Parentesco

A criatura peluda, lembrando um grande macaco sem cauda, mas caminhando orgulhosamente sobre dois pés, emergiu cautelosamente da floresta com um ramo de pequenos figos avermelhados nas mãos; aproximou-se de mim sem qualquer medo e depositou o ramo aos meus pés. Depois, sentou-se no chão, pernas cruzadas, me encarando com ar inquisidor. Era uma fêmea, não pude deixar de perceber. Virei-me para Suzan, que com ar divertido e filmadora na mão, assistia a cena sentada numa cadeira de lona dobrável junto à nossa barraca de campanha.

- Creio que é uma oferenda - avaliei.

- Claro que é - retrucou ela. - Você vai aceitar?

Acocorei-me à frente da hominídea hirsuta e peguei o ramo. Cheirei-o cuidadosamente. Os figos estavam quase maduros e deveria ser um sacrifício para ela trazê-los para mim; exceto que queria algo em troca, e provavelmente ficaria muito feliz em realizar o escambo se eu concordasse.

- O que vai ser hoje? - Inquiri.

- "My Way", Frank Sinatra - sugeriu ela.

Cruzei as pernas à moda da minha visitante, enchi os pulmões e comecei a cantar uma música que só seria gravada uns bons 4 milhões de anos no futuro. Da floresta, surgiram outros vultos peludos e foram se agrupando atrás da portadora do ramo. Sentaram-se do mesmo modo curioso e ouviram em silêncio, apenas os filhotes agarrados às mães fazendo algum ruído. Quando acabei de cantar, minha visitante bateu no ramo duas vezes.

- Acho que ela quer um bis - interpretou Suzan. - Que tal "The Long And Winding Road"?

- Não está achando esse repertório meio conservador?

- Cante o que eles gostam. Não ficaram satisfeitos quando você cantou Scorpions.

- "Send Me An Angel" dificilmente poderia ser considerado agressivo... - retruquei.

Minha visitante bateu novamente no ramo. Os recém-chegados remexiam-se, inquietos.

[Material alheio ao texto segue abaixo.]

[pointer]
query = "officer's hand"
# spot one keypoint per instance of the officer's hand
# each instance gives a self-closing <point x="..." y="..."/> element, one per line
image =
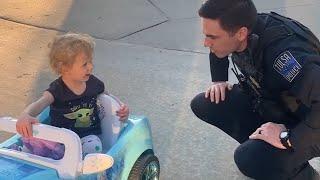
<point x="217" y="90"/>
<point x="269" y="132"/>
<point x="24" y="125"/>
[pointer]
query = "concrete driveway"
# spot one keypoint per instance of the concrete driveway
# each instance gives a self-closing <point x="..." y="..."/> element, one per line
<point x="149" y="53"/>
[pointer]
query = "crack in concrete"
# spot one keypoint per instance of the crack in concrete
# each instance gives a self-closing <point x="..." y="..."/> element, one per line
<point x="159" y="9"/>
<point x="140" y="30"/>
<point x="99" y="38"/>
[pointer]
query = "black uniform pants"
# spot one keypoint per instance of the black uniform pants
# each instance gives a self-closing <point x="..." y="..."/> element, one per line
<point x="254" y="158"/>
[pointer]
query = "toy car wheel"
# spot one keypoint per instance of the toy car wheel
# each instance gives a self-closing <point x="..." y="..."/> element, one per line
<point x="147" y="167"/>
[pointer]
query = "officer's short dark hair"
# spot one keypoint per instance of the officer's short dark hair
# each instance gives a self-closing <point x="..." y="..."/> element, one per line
<point x="232" y="14"/>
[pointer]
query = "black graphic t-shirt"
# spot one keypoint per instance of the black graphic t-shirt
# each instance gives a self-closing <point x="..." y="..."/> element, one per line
<point x="78" y="113"/>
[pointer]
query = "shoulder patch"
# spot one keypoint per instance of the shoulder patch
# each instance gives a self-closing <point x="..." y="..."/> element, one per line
<point x="287" y="66"/>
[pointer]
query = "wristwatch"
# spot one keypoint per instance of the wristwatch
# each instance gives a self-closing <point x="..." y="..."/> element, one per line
<point x="284" y="139"/>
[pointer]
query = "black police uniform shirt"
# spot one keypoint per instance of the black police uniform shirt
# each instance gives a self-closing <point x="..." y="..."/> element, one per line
<point x="285" y="67"/>
<point x="78" y="113"/>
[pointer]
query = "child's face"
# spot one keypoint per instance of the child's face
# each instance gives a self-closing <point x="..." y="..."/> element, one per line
<point x="81" y="69"/>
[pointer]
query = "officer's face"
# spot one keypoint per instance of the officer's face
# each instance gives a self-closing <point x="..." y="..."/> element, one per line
<point x="219" y="41"/>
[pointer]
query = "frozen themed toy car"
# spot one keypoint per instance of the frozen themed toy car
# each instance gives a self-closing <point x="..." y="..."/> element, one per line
<point x="127" y="150"/>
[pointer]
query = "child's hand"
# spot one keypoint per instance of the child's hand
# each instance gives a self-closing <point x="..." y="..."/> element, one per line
<point x="123" y="112"/>
<point x="24" y="125"/>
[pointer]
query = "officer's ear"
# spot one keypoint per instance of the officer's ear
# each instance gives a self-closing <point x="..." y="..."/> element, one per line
<point x="242" y="33"/>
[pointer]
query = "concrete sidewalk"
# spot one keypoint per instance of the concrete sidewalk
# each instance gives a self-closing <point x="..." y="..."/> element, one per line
<point x="149" y="53"/>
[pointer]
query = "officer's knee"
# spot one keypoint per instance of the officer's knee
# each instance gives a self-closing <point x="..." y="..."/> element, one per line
<point x="244" y="162"/>
<point x="254" y="162"/>
<point x="247" y="162"/>
<point x="197" y="104"/>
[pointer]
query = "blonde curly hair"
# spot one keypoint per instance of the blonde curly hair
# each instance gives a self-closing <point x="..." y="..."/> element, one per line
<point x="66" y="47"/>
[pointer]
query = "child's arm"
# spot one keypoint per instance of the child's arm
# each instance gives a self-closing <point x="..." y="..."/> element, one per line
<point x="27" y="117"/>
<point x="123" y="112"/>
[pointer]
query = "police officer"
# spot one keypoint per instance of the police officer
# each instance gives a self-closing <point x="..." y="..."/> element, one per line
<point x="274" y="111"/>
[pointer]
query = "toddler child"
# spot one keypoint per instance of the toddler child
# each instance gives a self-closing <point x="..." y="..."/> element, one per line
<point x="72" y="97"/>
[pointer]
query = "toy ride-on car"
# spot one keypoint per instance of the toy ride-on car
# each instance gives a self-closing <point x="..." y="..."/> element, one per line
<point x="127" y="150"/>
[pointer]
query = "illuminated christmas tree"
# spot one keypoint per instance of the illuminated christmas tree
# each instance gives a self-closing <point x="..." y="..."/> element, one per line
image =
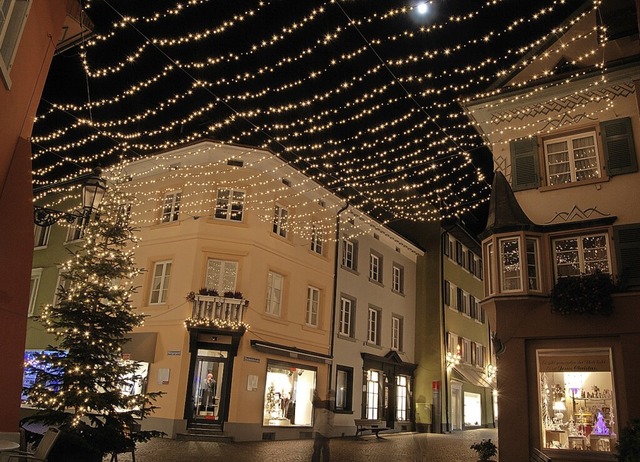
<point x="79" y="382"/>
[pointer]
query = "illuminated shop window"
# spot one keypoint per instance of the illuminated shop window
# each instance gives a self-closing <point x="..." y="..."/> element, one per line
<point x="288" y="395"/>
<point x="577" y="399"/>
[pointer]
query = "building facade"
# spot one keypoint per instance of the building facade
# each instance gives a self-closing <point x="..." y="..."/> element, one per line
<point x="455" y="377"/>
<point x="562" y="221"/>
<point x="373" y="350"/>
<point x="239" y="291"/>
<point x="30" y="33"/>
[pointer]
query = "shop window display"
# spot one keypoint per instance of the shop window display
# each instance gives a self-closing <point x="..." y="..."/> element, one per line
<point x="288" y="395"/>
<point x="577" y="399"/>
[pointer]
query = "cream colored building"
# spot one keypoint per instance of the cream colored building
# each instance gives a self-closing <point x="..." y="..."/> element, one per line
<point x="374" y="341"/>
<point x="239" y="253"/>
<point x="564" y="129"/>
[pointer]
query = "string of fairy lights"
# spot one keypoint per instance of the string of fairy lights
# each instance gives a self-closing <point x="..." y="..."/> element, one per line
<point x="364" y="103"/>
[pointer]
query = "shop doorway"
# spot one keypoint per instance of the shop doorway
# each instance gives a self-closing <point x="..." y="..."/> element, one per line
<point x="209" y="387"/>
<point x="456" y="406"/>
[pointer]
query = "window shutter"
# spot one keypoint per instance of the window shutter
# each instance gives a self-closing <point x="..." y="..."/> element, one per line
<point x="524" y="164"/>
<point x="627" y="240"/>
<point x="619" y="150"/>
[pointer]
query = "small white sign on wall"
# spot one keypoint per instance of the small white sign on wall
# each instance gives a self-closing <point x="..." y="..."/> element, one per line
<point x="163" y="376"/>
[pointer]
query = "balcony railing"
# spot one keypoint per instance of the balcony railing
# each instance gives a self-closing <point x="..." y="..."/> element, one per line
<point x="221" y="310"/>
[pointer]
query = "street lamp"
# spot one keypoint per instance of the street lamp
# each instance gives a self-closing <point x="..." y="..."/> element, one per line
<point x="93" y="189"/>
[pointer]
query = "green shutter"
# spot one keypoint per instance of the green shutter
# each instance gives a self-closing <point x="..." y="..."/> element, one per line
<point x="524" y="164"/>
<point x="627" y="242"/>
<point x="619" y="150"/>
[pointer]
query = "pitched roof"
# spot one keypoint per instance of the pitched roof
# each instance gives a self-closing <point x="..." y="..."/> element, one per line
<point x="505" y="213"/>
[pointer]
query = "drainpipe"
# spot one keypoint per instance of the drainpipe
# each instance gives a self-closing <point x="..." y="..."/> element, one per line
<point x="335" y="291"/>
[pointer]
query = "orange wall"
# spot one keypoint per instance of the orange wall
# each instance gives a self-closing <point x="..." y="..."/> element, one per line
<point x="17" y="110"/>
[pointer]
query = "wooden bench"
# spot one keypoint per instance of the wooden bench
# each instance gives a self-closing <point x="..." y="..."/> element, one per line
<point x="374" y="426"/>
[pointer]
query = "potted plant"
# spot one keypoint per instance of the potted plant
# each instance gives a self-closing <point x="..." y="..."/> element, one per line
<point x="584" y="294"/>
<point x="629" y="442"/>
<point x="485" y="450"/>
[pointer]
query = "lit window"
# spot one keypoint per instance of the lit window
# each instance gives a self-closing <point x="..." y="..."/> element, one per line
<point x="532" y="264"/>
<point x="33" y="289"/>
<point x="375" y="267"/>
<point x="577" y="408"/>
<point x="275" y="283"/>
<point x="13" y="16"/>
<point x="160" y="284"/>
<point x="229" y="205"/>
<point x="41" y="236"/>
<point x="316" y="240"/>
<point x="398" y="279"/>
<point x="402" y="397"/>
<point x="221" y="275"/>
<point x="346" y="316"/>
<point x="572" y="158"/>
<point x="581" y="255"/>
<point x="171" y="207"/>
<point x="344" y="388"/>
<point x="313" y="301"/>
<point x="373" y="326"/>
<point x="287" y="396"/>
<point x="280" y="217"/>
<point x="396" y="333"/>
<point x="510" y="264"/>
<point x="373" y="394"/>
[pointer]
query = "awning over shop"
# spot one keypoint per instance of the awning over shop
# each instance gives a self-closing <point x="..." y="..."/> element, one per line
<point x="142" y="347"/>
<point x="471" y="375"/>
<point x="291" y="352"/>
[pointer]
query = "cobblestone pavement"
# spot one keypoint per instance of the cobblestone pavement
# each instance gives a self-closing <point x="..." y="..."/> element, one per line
<point x="402" y="447"/>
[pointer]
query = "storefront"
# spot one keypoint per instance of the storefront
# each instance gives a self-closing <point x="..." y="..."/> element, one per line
<point x="388" y="390"/>
<point x="577" y="399"/>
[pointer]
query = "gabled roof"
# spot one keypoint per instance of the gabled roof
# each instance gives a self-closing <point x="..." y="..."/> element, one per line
<point x="505" y="213"/>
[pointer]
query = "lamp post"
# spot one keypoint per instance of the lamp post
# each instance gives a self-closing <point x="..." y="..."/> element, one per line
<point x="93" y="190"/>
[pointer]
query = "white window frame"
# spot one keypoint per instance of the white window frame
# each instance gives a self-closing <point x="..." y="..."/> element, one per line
<point x="41" y="236"/>
<point x="161" y="276"/>
<point x="580" y="250"/>
<point x="398" y="279"/>
<point x="11" y="29"/>
<point x="396" y="333"/>
<point x="373" y="326"/>
<point x="275" y="291"/>
<point x="280" y="219"/>
<point x="171" y="206"/>
<point x="230" y="208"/>
<point x="502" y="265"/>
<point x="36" y="276"/>
<point x="349" y="254"/>
<point x="313" y="306"/>
<point x="223" y="282"/>
<point x="316" y="240"/>
<point x="571" y="157"/>
<point x="346" y="316"/>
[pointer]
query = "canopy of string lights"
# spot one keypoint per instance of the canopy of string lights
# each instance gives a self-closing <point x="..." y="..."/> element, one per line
<point x="362" y="96"/>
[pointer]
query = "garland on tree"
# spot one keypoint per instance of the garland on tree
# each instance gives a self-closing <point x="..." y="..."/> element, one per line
<point x="78" y="382"/>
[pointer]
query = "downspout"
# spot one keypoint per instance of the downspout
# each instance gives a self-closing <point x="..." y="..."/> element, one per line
<point x="335" y="292"/>
<point x="444" y="333"/>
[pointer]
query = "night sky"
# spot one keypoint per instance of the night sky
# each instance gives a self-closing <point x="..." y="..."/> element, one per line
<point x="362" y="95"/>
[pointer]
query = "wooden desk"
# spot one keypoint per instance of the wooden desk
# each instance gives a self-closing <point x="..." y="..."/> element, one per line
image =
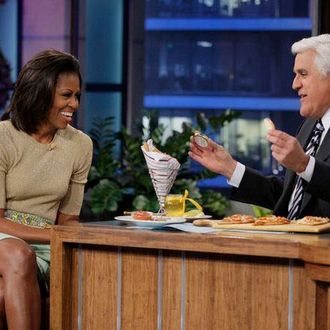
<point x="119" y="278"/>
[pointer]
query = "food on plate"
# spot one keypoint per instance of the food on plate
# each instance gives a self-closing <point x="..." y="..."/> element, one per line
<point x="160" y="217"/>
<point x="201" y="139"/>
<point x="233" y="219"/>
<point x="194" y="213"/>
<point x="271" y="220"/>
<point x="207" y="223"/>
<point x="142" y="215"/>
<point x="238" y="218"/>
<point x="312" y="221"/>
<point x="269" y="124"/>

- A plateia vai pedir o dinheiro de volta - alertou Suzan.

Enchi os pulmões de ar e comecei a cantar Beatles à beira de uma floresta ensombrada, num local que um dia seria a Etiópia. Os hominídeos, ao me ouvir, grunhiam de satisfação. Ao fim da apresentação, peguei o ramo, pus-me de pé e fiz uma mesura. Inútil esperar aplausos, naturalmente.

Disciplinadamente, fêmeas à frente, o grupo começou a voltar para a floresta; minha visitante foi a última a se retirar. Ao chegar junto às árvores, virou-se para mim e - surpresa - curvou-se numa imitação da minha reverência.

- Por essa você não esperava - riu Suzan.

- Eles aprendem depressa - ponderei.

Sentei-me ao lado dela em outra cadeira dobrável e consultei o relógio de pulso.

- Vamos ser transportados de volta ao tempo de partida em 15 minutos. O que acha que essa nossa pequena experiência musical no Plioceno pode ter revelado?

- Muito provavelmente que nossos mais remotos antepassados já possuíam preferências musicais sofisticadas. Imagine que bom seria se a Humanidade houvesse evoluído com a capacidade de resolver disputas através da música...

Levei a mão ao queixo.

- Num certo sentido... lembrei-me dos programas de talentos musicais.

- Não neste sentido - ralhou Suzan.

- Bom... da próxima vez traremos Mozart e Bach e veremos se continuam com todo esse apuro musical - sugeri.

- Talvez não dê certo trazer música instrumental... creio que o que eles realmente gostam de ouvir é a voz humana.

- Parentes distantes, traços em comum - filosofei.

- Tenho esperanças de que ainda vou encontrar a minha turma - riu Suzan.